We investigate the dimensionality properties of the Internet delay space, i.e., the matrix of measured round-trip latencies between Internet hosts. Previous work on network coordinates has indicated that this matrix can be embedded,
with reasonably low distortion, into a 4- to 9-dimensional Euclidean space. The application of Principal Component Analysis (PCA) reveals the same dimensionality values. Our work addresses the question: to what extent is the dimensionality an intrinsic property of the delay space, defined without reference to a host metric such as Euclidean space? Is the intrinsic dimensionality of the Internet delay space
approximately equal to the dimension determined using embedding techniques or PCA? If not, what explains the discrepancy? What properties of the network contribute to
its overall dimensionality? Using datasets obtained via the King [14] method, we study different measures of dimensionality to establish the following conclusions. First, based on its power-law behavior, the structure of the delay space can be better characterized by fractal measures. Second, the intrinsic dimension is significantly smaller than the value
predicted by the previous studies; in fact by our measures it is less than 2. Third, we demonstrate a particular way in which the AS topology is reflected in the delay space; subnetworks composed of hosts which share an upstream Tier-1 autonomous system in common possess lower dimensionality than the combined delay space. Finally, we observe that
fractal measures, due to their sensitivity to non-linear structures, display higher precision for measuring the influence of subtle features of the delay space geometry.

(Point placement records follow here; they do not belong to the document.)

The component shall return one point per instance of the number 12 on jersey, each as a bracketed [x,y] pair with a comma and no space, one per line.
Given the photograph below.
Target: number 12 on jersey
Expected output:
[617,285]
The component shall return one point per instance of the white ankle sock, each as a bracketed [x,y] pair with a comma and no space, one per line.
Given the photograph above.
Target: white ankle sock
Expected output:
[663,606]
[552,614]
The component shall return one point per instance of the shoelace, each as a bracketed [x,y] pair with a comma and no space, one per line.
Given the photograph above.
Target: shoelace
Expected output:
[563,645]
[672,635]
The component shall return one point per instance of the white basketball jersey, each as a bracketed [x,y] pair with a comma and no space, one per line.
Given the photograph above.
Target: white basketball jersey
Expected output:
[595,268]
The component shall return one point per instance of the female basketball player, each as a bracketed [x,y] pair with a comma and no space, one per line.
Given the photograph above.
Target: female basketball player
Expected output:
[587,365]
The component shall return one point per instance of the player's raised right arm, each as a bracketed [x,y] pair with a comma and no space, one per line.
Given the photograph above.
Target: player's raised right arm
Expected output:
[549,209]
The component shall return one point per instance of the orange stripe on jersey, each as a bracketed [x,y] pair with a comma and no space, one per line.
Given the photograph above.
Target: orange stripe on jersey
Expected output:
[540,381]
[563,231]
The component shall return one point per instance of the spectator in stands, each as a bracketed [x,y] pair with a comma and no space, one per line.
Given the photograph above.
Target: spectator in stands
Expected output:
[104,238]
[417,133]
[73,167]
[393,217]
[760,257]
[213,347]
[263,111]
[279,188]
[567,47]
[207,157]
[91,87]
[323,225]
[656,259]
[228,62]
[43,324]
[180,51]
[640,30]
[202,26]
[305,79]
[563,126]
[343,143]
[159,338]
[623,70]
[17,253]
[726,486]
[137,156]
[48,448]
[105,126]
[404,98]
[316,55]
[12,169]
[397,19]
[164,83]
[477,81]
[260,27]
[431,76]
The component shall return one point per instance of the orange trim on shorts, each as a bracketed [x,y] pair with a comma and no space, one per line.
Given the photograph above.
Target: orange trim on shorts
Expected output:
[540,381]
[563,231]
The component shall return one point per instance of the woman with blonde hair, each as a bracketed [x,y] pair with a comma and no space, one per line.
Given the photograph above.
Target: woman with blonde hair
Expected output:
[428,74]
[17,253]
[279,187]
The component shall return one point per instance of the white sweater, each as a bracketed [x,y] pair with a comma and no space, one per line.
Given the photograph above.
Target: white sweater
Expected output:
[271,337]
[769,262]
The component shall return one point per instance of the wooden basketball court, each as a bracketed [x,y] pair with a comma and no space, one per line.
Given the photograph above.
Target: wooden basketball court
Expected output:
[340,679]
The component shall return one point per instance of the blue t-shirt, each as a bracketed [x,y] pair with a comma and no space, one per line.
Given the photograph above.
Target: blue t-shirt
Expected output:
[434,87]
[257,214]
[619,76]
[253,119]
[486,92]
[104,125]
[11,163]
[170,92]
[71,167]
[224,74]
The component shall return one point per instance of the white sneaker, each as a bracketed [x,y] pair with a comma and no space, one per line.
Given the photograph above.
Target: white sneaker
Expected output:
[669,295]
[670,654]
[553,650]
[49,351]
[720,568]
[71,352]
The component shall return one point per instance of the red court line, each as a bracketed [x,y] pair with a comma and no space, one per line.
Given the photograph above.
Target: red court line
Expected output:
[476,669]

In this work, we view the Internet as a metric space, where the metric is defined as the round-trip time to send a packet between two hosts. One of the most important properties that characterizes a metric space is its dimensionality. Properly estimating the dimensionality of a metric space is crucial for characterizing its structure and designing algorithms based on that space: if one's estimate of the dimension is too low, it is impossible to find an embedding that preserves distances; if the estimate is too high then we make the algorithms inefficient as we run into the so-called curse of dimensionality: there are too many degrees of freedom to explore and the algorithms get lost. A major application of this abstraction is a coordinate-based positioning system. These systems aim at mapping the network into a metric space in such a way that the geometric distances estimates the real latency with low degree of error. For such systems, the dimensionality of the target space is a tunable parameter. In addition the dimensionality is known to affect the accuracy of the predictions, the stability of coordinates over time and the time to converge to stable coordinates. Our uses a latency matrix obtained via the King method, which is a convenient way Of measuring the latency between nameservers without having login access to them, to answer two fundamental questions: What is the dimensionality of the Internet delay space? And… What forces contribute to its geometric properties? Apart from its implications to the performance of coordinate systems, this characterization is by itself a topic of practical interest as it uncovers properties and opens new questions on the nature and complexity of the network.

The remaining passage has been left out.